Preserving liver while removing all the cancer

“Radical-but-conservative” parenchymal-sparing hepatectomy (PSH) for colorectal liver metastases (Torzilli 2017) is increasing reported. The PSH revolution has two potential advantages: avoiding postoperative hepatic failure (POHF) and increasing the possibility of re-do surgery in the common event of future recurrence. However, early series reported worse long-term survival and higher positive margin rates with a parenchymal-sparing approach, with a debate ensuing about the significance of the latter in an era where energy-devices are more commonly employed in liver transection. No randomised controlled trials exist comparing PSH with major hepatectomy and case series are naturally biased by selection.

In this issues of HPB, Lordan and colleagues report a propensity-score matched case-control series of PSH vs. major hepatectomy. The results are striking. The PSH approach was associated with less blood transfusion (10.1 vs 27.7%), fewer major complications (3.8 vs 9.2%), and lower rates of POHF (0 vs 5.5%). Unusually, perioperative mortality (0.8 vs 3.8%) was also lower in the PSH group and longer-term oncologic and survival outcomes were similar.
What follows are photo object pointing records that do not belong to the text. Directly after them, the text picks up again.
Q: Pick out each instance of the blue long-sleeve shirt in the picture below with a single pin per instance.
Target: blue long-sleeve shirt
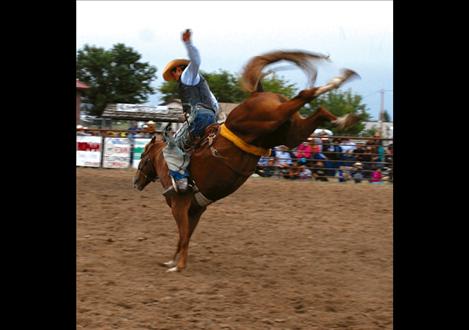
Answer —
(190, 76)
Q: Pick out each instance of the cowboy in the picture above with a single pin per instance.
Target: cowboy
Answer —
(198, 103)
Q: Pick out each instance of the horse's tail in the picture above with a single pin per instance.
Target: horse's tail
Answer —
(252, 74)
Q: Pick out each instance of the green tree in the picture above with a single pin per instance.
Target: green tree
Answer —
(341, 103)
(114, 76)
(369, 132)
(226, 87)
(386, 117)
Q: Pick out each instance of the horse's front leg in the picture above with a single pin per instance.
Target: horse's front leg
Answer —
(180, 208)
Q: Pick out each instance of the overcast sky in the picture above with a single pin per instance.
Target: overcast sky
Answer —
(356, 34)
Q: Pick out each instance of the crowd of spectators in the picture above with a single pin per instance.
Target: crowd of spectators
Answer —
(325, 158)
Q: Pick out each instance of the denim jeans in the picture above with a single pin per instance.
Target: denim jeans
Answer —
(178, 151)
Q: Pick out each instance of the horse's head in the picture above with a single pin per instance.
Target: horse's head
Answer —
(146, 171)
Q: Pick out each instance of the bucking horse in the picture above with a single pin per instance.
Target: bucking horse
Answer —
(228, 153)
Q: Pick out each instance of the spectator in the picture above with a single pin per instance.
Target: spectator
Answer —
(266, 166)
(293, 172)
(303, 153)
(283, 159)
(357, 174)
(376, 176)
(305, 173)
(319, 173)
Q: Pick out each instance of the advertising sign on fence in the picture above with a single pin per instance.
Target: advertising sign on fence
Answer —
(139, 145)
(89, 151)
(116, 153)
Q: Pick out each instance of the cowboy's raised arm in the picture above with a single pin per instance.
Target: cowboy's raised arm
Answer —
(190, 76)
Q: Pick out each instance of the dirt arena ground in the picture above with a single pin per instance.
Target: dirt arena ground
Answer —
(277, 254)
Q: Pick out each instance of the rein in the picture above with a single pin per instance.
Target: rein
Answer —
(210, 139)
(154, 177)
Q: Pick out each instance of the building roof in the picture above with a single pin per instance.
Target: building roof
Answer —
(144, 112)
(81, 85)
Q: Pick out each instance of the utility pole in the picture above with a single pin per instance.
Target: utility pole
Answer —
(381, 115)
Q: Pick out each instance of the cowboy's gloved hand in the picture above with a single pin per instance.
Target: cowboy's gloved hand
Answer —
(186, 36)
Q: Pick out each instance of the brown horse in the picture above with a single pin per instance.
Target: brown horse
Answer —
(228, 154)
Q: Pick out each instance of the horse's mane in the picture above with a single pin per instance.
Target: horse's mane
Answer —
(252, 73)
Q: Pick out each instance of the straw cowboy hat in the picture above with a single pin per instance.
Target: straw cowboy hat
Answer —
(171, 65)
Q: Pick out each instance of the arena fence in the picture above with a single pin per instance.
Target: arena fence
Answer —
(104, 148)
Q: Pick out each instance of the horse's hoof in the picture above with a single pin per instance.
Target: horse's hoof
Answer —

Results of propensity-matched analyses must always be interpreted with selection bias in mind. Residual confounding always exists: the patients undergoing major hepatectomy almost certainly had undescribed differences from the PSH group and may not have been technically suitable for PSH. Matching did not account for year of surgery, so with PSH becoming more common the generally improved outcomes over time will bias in favour of the parenchymal-sparing approach. Yet putting those concerns aside, there are two salient results. Firstly, PSH promises less POHF and in this series, there was none. Secondly, PSH promises greater opportunity for redo liver surgery. There was 50% liver-only recurrence in both groups. Although not reported by the authors, a greater proportion of PSH patients underwent redo surgery (35/119 (29.4%) vs. 23/130 (17.7%) (p=0.03). Perhaps for some patients, the PSH revolution is delivering some of its promised advantages.